Derzeit aber hat Theatermacher tiefe Skepsis und wägende Vorsicht ergriffen. Klammheimlich
sind sie auf der Flucht vor der Wirklichkeit. Ein Mann wie Peter Brook, der
weiß Gott eine Lippe riskieren könnte, dessen Stimme Gewicht hätte, wich auf
seiner Berliner Pressekonferenz sogar der Frage aus, was er von der Schließung
des Schiller Theaters halte. Kein offenes und klares Auftreten gegen
kulturellen Kahlschlag, nicht einmal Engagement für seine Kollegen. Nein, nur
Ausflüchte. Schon vorher hatte er erklärt: „Wer wagte heute ein Stück über die
deutsche Wirklichkeit zu schreiben; wer würde mehr dabei zutage fördern als
Banalitäten?"
Gewiß, das ist das Problem. Die Gesellschaft
scheint unerklärbarer denn je. Und keine soziale Kraft weit und breit, an die
sich Hoffnung binden lassen könnte, und sei es verzweifelte, tragische. Wie das
einst von Dichtern Helden zugemutet wurde, die sie ihrer Zeit vorauseilen
ließen. Sage bitte niemand, es gebe diese Helden nicht, die sich aufreiben, die
sich verschleißen für ein Quäntchen mehr Menschlichkeit. Sage das vor allem
nicht jemand, der sich in Europa, Asien und Amerika gut auskennt. Keine
kritische theatralische Recherche also über Mensch und Gesellschaft, kein
Versuch, Widersprüche vielleicht auf einen Begriff zu bringen, sondern
Erkundungen, welch bizarres Verhalten erkranktem Gehirn entspringen kann.

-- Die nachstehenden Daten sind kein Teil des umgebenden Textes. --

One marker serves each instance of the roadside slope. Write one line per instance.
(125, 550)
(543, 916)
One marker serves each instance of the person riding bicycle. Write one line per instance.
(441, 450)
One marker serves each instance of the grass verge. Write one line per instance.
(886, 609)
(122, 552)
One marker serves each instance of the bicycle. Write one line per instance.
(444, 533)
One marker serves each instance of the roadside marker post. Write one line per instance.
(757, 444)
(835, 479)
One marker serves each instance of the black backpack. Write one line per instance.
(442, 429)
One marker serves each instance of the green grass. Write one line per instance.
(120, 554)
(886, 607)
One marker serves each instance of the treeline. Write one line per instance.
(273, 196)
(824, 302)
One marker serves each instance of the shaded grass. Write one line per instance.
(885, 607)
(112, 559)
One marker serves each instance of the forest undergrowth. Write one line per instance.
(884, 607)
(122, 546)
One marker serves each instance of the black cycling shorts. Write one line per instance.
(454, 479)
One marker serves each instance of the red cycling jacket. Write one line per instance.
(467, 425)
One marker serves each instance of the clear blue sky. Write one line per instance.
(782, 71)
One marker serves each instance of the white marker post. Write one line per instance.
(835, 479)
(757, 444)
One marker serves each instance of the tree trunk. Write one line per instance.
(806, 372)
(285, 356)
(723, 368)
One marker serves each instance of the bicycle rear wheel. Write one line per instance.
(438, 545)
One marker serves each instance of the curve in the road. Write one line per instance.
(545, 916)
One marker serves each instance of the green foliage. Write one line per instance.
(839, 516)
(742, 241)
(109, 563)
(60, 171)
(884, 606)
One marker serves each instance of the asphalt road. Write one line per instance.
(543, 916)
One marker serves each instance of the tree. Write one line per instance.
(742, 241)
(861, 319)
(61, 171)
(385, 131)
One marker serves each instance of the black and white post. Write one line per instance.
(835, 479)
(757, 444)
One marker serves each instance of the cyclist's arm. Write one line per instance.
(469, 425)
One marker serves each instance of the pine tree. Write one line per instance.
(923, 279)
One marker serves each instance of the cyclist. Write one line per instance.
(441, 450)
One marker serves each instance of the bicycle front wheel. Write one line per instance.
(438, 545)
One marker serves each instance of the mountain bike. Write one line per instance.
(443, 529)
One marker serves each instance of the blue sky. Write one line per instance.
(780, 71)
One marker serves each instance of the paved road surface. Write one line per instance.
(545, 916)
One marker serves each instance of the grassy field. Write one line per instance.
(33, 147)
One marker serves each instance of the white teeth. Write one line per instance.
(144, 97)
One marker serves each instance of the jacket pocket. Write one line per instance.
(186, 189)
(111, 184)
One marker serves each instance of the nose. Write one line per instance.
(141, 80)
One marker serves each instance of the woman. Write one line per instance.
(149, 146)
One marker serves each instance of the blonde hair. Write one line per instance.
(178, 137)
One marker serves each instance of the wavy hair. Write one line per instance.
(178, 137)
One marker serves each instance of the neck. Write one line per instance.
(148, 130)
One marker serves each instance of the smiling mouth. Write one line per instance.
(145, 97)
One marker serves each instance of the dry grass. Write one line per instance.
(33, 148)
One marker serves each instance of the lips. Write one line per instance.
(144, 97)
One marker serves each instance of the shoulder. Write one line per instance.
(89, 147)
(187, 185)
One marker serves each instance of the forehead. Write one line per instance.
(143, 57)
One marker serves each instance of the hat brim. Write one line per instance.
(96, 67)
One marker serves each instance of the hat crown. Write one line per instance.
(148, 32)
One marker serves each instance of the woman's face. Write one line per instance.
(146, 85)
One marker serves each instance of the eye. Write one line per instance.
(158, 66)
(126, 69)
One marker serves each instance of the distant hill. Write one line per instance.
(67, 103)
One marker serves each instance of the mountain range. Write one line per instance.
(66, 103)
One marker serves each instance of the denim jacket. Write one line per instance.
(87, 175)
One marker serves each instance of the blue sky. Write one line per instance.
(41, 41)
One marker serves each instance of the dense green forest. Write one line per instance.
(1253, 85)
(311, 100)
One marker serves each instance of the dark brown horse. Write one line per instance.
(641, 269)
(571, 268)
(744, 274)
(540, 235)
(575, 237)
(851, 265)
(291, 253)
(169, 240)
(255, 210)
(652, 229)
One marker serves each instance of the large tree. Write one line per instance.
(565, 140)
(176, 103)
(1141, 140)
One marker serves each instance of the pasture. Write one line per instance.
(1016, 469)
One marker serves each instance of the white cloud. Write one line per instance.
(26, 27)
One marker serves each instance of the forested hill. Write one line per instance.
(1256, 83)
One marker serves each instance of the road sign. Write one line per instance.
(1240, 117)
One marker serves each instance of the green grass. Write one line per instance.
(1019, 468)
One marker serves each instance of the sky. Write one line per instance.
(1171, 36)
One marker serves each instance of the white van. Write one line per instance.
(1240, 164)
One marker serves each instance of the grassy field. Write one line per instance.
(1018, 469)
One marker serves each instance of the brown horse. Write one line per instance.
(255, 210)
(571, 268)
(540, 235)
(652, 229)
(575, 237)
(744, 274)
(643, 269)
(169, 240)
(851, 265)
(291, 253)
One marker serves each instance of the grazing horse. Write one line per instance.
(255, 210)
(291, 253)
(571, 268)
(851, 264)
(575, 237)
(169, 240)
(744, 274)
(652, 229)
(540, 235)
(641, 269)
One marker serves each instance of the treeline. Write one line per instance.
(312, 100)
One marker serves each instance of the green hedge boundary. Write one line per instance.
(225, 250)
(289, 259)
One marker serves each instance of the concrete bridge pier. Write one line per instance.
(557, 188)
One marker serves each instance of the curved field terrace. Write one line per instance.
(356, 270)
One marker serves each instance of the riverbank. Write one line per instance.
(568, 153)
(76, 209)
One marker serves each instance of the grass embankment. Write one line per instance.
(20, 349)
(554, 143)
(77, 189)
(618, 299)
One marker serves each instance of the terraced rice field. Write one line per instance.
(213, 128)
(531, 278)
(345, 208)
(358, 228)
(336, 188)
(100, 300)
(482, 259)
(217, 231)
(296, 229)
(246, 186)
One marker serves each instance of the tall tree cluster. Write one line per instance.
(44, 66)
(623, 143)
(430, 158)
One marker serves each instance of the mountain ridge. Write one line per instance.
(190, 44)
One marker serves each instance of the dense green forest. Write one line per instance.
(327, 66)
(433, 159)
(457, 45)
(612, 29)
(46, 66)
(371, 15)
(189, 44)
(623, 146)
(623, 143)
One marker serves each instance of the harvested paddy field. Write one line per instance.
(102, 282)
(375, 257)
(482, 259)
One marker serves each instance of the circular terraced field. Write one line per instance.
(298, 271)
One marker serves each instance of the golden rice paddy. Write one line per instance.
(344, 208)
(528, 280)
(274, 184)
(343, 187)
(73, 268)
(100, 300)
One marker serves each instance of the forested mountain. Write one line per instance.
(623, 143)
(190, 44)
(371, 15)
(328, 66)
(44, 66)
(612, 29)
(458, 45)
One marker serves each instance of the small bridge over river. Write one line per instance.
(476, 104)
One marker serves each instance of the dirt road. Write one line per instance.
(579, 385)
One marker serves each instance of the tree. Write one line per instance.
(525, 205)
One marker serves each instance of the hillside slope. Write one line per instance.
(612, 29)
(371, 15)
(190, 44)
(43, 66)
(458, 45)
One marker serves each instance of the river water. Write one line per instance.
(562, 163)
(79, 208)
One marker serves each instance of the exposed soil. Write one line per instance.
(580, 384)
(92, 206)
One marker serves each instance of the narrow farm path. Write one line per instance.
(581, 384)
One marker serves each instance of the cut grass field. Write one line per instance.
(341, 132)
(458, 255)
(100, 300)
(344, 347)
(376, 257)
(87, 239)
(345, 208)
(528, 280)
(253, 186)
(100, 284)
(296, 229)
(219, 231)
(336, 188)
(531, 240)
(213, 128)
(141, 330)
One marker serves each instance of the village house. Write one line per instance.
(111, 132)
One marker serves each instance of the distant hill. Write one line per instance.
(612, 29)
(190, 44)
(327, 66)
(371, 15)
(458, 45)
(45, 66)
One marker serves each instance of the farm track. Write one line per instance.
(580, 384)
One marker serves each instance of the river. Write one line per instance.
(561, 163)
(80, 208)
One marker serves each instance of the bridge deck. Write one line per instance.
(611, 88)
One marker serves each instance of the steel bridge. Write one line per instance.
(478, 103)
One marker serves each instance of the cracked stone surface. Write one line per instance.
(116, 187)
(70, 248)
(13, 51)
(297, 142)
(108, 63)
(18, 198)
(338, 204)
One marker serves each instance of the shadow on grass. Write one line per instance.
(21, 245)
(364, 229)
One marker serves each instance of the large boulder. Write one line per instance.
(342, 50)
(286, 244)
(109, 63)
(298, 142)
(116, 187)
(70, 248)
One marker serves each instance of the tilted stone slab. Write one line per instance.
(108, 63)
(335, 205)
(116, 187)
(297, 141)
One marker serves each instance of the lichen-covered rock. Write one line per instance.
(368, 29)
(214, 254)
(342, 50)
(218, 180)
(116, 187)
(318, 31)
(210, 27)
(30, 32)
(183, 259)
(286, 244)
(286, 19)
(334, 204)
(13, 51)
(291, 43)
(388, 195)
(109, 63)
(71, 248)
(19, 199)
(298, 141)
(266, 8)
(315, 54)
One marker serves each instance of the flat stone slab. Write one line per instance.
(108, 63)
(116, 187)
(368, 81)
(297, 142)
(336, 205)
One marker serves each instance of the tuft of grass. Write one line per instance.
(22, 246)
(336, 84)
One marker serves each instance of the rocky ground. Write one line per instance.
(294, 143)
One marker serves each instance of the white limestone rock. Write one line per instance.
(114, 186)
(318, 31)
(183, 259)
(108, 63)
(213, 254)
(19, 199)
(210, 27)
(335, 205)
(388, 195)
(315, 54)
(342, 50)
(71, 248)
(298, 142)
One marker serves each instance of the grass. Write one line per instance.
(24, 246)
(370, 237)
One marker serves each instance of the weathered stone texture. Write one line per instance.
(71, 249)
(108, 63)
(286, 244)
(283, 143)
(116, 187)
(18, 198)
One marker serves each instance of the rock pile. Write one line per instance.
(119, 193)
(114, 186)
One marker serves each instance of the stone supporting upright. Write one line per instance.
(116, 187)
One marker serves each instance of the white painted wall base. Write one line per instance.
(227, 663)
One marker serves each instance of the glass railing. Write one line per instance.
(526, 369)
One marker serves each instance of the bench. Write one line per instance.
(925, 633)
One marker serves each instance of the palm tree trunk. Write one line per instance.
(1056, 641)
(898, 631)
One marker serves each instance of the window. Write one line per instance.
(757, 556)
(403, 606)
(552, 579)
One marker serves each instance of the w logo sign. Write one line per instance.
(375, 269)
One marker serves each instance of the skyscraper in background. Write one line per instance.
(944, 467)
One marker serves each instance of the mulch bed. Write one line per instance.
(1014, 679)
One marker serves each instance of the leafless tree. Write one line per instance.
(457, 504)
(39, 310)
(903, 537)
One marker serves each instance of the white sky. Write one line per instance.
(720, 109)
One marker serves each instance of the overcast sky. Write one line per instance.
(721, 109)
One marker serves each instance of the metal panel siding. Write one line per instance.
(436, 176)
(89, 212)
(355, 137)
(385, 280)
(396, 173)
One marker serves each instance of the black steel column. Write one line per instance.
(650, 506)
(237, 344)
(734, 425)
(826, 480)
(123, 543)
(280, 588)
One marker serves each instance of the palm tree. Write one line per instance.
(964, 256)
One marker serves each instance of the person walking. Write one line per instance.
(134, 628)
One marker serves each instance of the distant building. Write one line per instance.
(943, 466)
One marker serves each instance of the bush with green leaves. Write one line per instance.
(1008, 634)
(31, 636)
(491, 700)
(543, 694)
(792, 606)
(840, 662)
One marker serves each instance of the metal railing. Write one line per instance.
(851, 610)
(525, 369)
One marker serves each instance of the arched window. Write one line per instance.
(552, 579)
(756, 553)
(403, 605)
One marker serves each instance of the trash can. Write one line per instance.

Der englische Neurologe Oliver Sacks, der in
New York arbeitet, veröffentlichte 1985 sein inzwischen zum Bestseller
avanciertes Buch „Der Mann, der seine Frau mit einem Hut verwechselte". Davon
ließ sich Peter Brook anregen. Denn, meint er, „wie auch immer die sozialen und
nationalen Unterschiede sein mögen, wir besitzen alle einen Kopf, den wir zu
kennen glauben, an den wir gewohnt sind. Sobald wir aber in dessen Inneres
eindringen, befinden wir uns auf einem anderen Planeten".
Von Störungen auf diesem „anderen
Planeten" geben Brooks Schauspieler Informationen. Hochsensibilisiert, präzise,
sachlich, geradezu penetrant realistisch. Im Wechsel Doktor oder Patient. Der Franzose
Maurice Benichou, der Deutsche David Bennent, der Afrikaner Sotigui Kouyate,
der Japaner Yoshi Oida. Sie ziehen sich einen weißen Kittel über und sind
behutsamer, um den Kranken bemühter Arzt. Sie streifen den Kittel ab, und ihr
Blick richtet sich nach innen, ist scheu und unsicher, ist unschuldig und hilflos,
ist Offenbarung kranker Seele. Viele, viele genaue Details. Behutsam
zurückhaltende musikalische Kommentare: Mahmoud Tabrizi-Zadeh. Romantik des
Schwachsinns. Am Ende ist man glücklich, geistig einigermaßen gesund zu sein.